- Bogdan przy linii protestował. Sędziowie przerwali grę i upomnieli go żółtą kartką za niesportowe zachowanie. A w takim przypadku zawsze zabiera się też piłkę drużynie - dodaje Góralczyk, który jest obecny na mistrzostwach w Austrii ponieważ sprawuje także funkcję sekretarza generalnego Związku Piłki Ręcznej w Polsce.

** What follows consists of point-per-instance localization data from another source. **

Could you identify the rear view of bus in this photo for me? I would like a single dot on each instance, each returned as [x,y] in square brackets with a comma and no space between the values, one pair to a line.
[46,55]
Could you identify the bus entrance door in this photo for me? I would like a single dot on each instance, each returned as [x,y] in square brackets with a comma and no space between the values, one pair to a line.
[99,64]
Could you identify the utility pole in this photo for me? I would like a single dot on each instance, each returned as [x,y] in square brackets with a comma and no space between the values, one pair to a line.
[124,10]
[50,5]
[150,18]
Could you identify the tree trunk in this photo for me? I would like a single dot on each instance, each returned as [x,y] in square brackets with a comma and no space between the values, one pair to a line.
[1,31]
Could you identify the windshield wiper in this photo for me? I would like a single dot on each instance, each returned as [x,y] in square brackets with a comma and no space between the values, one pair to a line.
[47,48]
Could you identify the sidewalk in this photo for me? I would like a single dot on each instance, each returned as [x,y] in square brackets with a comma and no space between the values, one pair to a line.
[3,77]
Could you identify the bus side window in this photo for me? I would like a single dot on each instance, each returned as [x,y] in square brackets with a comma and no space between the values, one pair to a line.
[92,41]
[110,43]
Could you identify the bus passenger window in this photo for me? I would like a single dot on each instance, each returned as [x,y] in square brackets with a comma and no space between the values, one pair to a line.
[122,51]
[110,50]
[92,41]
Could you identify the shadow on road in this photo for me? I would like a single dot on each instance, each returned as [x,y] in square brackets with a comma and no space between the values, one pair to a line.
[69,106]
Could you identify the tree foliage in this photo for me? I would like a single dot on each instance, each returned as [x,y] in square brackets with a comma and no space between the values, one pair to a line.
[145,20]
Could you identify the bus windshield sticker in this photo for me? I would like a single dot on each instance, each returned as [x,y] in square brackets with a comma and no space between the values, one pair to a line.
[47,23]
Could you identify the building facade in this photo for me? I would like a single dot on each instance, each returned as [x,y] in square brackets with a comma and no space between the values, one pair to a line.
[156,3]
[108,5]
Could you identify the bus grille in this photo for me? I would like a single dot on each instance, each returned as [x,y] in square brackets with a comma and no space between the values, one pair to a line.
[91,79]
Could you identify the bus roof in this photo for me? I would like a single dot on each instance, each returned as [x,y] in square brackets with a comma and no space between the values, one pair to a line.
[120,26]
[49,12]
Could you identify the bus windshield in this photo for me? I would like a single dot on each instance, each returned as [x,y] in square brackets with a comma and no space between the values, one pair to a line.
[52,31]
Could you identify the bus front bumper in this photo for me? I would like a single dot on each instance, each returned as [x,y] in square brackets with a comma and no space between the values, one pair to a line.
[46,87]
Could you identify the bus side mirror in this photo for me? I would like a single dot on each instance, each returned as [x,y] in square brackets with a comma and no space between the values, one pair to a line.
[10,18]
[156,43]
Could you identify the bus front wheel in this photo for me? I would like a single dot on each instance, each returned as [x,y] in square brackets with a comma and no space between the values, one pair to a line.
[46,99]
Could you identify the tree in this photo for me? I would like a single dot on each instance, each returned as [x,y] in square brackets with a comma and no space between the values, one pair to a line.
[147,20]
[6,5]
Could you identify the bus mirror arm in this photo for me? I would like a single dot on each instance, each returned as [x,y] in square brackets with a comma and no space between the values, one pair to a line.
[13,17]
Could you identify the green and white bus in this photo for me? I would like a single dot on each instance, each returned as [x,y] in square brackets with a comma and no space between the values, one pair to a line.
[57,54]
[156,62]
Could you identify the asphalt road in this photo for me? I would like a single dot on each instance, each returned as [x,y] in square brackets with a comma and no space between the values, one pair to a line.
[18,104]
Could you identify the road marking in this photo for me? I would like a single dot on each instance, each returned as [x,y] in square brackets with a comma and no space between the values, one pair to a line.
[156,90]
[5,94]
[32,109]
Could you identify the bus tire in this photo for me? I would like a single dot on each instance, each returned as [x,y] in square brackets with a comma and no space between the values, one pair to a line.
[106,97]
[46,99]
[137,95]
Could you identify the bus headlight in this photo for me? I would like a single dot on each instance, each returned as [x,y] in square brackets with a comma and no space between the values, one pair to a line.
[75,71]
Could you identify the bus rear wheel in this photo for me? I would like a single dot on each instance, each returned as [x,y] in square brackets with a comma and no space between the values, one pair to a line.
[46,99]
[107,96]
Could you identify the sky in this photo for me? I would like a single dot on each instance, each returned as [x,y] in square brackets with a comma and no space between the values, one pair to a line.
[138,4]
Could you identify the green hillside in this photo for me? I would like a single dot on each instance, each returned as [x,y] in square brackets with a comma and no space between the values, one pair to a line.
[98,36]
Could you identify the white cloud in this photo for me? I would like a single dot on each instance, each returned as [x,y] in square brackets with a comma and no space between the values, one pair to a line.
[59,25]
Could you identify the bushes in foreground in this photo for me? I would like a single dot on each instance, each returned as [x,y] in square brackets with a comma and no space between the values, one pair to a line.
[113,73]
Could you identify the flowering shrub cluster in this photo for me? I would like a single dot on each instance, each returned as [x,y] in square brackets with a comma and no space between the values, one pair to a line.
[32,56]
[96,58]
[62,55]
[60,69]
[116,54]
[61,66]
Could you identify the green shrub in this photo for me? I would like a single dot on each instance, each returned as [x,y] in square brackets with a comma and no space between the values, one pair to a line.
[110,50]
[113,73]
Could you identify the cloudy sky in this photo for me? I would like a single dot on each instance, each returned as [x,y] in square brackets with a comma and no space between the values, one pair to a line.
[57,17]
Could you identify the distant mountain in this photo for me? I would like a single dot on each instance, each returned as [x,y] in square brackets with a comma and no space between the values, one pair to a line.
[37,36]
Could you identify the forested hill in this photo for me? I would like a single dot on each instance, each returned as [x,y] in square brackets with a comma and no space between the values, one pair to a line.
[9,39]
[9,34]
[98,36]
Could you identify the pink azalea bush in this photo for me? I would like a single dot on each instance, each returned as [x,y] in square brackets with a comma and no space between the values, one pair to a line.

Kontrowersyjna sytuacja miała miejsce w samej końcówce. Trener nie wytrzymał nerwowo, gdy jeden z Chorwatów po udanej obronie bramkarza Sławomira Szmala chwycił piłkę i wyrzucił ją na aut zamiast zostawić w polu bramkowym. Wenta domagał się dwóch minut kary dla rywala. Zaczął ostro dyskutować z arbitrami, wszedł na boisko, Polacy byli już wtedy w ataku.
- Sędzia jest ślepy? Później nas przeprasza po meczu. Jestem wściekły. Chłopcy walczyli a oni co zrobili? Coś jest nie tak, ale trudno, gramy jeszcze o brązowy medal - mówił z kolei schodzący do szatni trener Wenta.
Bartosz Jurecki: sędziowie trochę "przegięli"
Kontrowersyjne decyzje sędziów - i Polacy przegrywają ?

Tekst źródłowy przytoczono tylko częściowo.